[Top][All Lists]

[Date Prev][Date Next][Thread Prev][Thread Next][Date Index][Thread Index]

bug#17460: new snapshot available: grep-2.18.143-b298

From: Jim Meyering
Subject: bug#17460: new snapshot available: grep-2.18.143-b298
Date: Sat, 10 May 2014 22:43:09 -0700

Here's the latest, in preparation for a grep-2.19 release.
Please give it a good work-out and let us know of any problems.

This release includes an unusually large number of bug fixes and
impressive performance improvements, thanks to a lot of work
by Norihiro Tanaka and Paul Eggert.

grep snapshot:
  http://meyering.net/grep/grep-ss.tar.xz      1.2 MB

Here are the new parts of the NEWS file, followed by git shortlog entries:

** Improvements

  Performance has improved, typically by 10% and in some cases by a
  factor of 200.  However, performance of grep -P in UTF-8 locales has
  gotten worse as part of the fix for the abovementioned crashes.

** Bug fixes

  grep no longer mishandles patterns like [a-[.z.]], and no longer
  mishandles patterns like [^a] in locales that have multicharacter
  collating sequences so that [^a] can match a string of two characters.

  grep no longer mishandles an empty pattern at the end of a pattern list.
  [bug introduced in grep-2.5]

  grep -C NUM now outputs separators consistently even when NUM is zero,
  and similarly for grep -A NUM and grep -B NUM.
  [bug present since "the beginning"]

  grep -f no longer mishandles patterns containing NUL bytes.
  [bug introduced in grep-2.11]

  Plain grep, grep -E, and grep -F now treat encoding errors in patterns
  the same way the GNU regular expression matcher treats them, with respect
  to whether the errors can match parts of multibyte characters in data.
  [bug present since "the beginning"]

  grep -w no longer mishandles a potential match adjacent to a letter that
  takes up two or more bytes in a multibyte encoding.
  Similarly, the patterns '\<', '\>', '\b', and '\B' no longer
  mishandle word-boundary matches in multibyte locales.
  [bug present since "the beginning"]

  grep -P now reports an error and exits when given invalid UTF-8 data.
  Previously it was unreliable, and sometimes crashed or looped.
  [bug introduced in grep-2.16]

  grep -P now works with -w and -x and backreferences.

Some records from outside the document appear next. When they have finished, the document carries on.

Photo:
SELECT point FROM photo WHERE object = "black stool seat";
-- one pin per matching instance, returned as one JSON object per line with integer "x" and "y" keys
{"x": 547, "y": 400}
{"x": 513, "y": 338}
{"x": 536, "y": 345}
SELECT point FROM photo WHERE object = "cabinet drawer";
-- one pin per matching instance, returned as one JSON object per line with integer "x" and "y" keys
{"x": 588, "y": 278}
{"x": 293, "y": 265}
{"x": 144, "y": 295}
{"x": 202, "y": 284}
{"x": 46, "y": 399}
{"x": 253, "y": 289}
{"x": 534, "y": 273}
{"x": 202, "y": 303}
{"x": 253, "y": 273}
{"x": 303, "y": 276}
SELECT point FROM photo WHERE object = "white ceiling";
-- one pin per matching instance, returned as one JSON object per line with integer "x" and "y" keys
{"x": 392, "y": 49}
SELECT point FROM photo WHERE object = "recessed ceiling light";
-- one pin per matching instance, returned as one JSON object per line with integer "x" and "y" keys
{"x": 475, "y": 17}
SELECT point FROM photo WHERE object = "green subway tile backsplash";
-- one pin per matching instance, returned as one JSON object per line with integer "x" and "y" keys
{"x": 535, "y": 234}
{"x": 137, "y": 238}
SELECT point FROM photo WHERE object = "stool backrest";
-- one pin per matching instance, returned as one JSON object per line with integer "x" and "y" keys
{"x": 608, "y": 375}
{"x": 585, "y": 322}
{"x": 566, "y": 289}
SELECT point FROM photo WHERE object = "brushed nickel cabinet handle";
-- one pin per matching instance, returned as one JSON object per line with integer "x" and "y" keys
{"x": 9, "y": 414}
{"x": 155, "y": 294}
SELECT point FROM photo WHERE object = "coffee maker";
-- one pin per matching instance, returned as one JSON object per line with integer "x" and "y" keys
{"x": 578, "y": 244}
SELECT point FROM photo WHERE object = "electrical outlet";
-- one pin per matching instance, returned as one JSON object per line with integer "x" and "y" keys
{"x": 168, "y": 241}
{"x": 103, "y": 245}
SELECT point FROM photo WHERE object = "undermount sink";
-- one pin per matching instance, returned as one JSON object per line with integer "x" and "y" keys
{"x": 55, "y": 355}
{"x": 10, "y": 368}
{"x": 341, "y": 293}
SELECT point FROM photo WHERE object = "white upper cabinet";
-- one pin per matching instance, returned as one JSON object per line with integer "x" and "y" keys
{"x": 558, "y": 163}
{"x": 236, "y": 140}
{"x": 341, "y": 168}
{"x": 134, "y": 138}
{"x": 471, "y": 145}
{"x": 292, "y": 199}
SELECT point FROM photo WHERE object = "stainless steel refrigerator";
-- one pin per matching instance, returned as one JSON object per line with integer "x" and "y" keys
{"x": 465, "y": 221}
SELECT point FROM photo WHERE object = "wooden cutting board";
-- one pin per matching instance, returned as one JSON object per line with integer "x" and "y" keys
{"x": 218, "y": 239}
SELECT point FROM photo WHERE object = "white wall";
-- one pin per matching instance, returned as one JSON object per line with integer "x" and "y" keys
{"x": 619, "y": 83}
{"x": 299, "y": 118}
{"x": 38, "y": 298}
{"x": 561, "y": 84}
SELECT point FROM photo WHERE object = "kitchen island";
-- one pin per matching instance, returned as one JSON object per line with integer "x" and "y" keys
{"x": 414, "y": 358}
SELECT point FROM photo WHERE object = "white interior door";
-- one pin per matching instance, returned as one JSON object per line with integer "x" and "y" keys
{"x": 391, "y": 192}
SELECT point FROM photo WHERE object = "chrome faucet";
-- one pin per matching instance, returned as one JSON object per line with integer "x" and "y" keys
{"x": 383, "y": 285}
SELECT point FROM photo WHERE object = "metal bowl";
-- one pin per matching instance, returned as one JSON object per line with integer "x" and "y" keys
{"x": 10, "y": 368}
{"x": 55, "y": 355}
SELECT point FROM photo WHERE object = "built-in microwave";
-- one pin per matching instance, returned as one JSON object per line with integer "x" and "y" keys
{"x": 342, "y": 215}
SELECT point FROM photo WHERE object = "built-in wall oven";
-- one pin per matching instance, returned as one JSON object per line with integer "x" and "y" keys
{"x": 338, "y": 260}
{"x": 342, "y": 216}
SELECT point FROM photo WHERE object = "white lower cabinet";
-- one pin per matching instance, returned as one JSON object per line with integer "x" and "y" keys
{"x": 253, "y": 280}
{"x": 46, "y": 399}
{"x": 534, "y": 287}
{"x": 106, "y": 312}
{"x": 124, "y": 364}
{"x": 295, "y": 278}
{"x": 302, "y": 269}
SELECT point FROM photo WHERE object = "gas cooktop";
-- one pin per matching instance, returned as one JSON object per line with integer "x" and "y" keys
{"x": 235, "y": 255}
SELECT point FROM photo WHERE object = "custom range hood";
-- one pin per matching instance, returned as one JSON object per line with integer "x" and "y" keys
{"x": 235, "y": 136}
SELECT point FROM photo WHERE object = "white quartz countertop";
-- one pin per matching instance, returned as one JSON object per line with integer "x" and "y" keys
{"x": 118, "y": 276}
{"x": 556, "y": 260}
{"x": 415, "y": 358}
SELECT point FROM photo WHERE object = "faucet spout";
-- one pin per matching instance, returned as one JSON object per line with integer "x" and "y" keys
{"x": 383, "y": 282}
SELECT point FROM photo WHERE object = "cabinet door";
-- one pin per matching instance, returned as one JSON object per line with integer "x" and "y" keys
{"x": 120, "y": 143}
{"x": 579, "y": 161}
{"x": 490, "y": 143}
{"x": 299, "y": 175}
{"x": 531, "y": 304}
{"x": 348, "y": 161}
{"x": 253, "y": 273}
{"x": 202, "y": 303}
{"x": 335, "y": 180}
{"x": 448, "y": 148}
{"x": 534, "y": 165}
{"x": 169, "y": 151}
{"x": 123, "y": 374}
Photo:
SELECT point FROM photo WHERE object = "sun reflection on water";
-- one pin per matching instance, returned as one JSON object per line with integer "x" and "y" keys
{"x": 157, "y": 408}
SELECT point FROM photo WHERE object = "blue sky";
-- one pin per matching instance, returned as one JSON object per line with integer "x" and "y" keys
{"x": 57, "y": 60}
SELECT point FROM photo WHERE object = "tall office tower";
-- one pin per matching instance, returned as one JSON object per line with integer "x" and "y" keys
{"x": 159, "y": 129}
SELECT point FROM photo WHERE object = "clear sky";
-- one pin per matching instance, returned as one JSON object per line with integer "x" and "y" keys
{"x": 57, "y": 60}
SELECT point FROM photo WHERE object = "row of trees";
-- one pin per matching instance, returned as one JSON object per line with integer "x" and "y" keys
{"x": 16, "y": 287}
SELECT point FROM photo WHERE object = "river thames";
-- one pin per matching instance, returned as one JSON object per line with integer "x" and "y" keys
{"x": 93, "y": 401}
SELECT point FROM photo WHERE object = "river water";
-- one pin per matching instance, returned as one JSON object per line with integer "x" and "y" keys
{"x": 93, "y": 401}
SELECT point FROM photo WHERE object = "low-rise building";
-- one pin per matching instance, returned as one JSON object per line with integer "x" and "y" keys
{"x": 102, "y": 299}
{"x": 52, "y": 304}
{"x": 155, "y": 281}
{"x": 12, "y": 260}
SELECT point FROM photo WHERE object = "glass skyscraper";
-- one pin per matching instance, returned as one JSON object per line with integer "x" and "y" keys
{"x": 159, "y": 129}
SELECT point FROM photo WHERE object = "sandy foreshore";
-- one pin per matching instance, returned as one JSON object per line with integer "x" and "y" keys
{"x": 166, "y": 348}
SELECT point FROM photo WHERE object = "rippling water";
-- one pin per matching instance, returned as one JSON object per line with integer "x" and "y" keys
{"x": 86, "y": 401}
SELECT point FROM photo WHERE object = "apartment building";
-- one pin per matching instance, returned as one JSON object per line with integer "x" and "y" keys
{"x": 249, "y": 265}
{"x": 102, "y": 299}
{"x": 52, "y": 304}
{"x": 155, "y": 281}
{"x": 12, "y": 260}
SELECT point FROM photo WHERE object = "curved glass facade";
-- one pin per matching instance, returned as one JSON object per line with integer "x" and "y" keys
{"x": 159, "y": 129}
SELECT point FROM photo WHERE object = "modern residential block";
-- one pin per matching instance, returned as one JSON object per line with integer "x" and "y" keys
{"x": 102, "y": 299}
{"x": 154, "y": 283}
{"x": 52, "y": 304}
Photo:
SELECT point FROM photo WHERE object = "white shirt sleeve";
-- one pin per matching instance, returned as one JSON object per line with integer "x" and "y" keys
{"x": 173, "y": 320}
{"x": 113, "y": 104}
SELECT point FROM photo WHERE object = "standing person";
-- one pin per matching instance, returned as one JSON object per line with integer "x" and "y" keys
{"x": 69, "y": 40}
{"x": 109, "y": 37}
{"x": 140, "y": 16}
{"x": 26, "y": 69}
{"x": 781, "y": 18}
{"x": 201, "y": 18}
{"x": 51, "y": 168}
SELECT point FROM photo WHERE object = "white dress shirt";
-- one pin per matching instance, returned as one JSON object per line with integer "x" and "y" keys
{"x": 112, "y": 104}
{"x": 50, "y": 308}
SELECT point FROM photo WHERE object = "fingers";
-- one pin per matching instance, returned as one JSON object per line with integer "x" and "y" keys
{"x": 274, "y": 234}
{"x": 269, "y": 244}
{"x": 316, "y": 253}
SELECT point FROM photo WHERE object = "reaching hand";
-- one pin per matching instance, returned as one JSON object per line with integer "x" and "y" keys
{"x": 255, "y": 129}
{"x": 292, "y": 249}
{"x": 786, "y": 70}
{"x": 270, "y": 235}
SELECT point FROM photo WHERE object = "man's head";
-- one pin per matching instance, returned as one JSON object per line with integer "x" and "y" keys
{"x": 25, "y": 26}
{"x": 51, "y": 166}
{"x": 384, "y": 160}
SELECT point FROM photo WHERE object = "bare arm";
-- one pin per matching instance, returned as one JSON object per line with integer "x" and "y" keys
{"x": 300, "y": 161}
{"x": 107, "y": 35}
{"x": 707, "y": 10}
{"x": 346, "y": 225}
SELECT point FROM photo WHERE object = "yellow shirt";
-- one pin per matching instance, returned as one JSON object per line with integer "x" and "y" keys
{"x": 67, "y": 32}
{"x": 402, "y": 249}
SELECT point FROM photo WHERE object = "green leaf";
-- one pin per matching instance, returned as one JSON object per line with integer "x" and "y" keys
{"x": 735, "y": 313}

Before,
  echo aa|grep -Pw '(.)\1' would fail to match, yet
  echo aa|grep -Pw '(.)\2' would match.

  grep -Pw now works like grep -w in that the matched string has to be
  preceded and followed by non-word components or the beginning and end
  of the line (as opposed to word boundaries before).  Before, this
  echo a@@a| grep -Pw @@ would match, yet this
  echo a@@a| grep -w @@ would not.  Now, they both fail to match,
  per the documentation on how grep's -w works.

  grep -i no longer mishandles patterns containing titlecase characters.
  For example, in a locale containing the titlecase character
  'grep -i Lj' now matches both 'LJ' (U+01C7 LATIN CAPITAL LETTER LJ)
  and 'lj' (U+01C9 LATIN SMALL LETTER LJ).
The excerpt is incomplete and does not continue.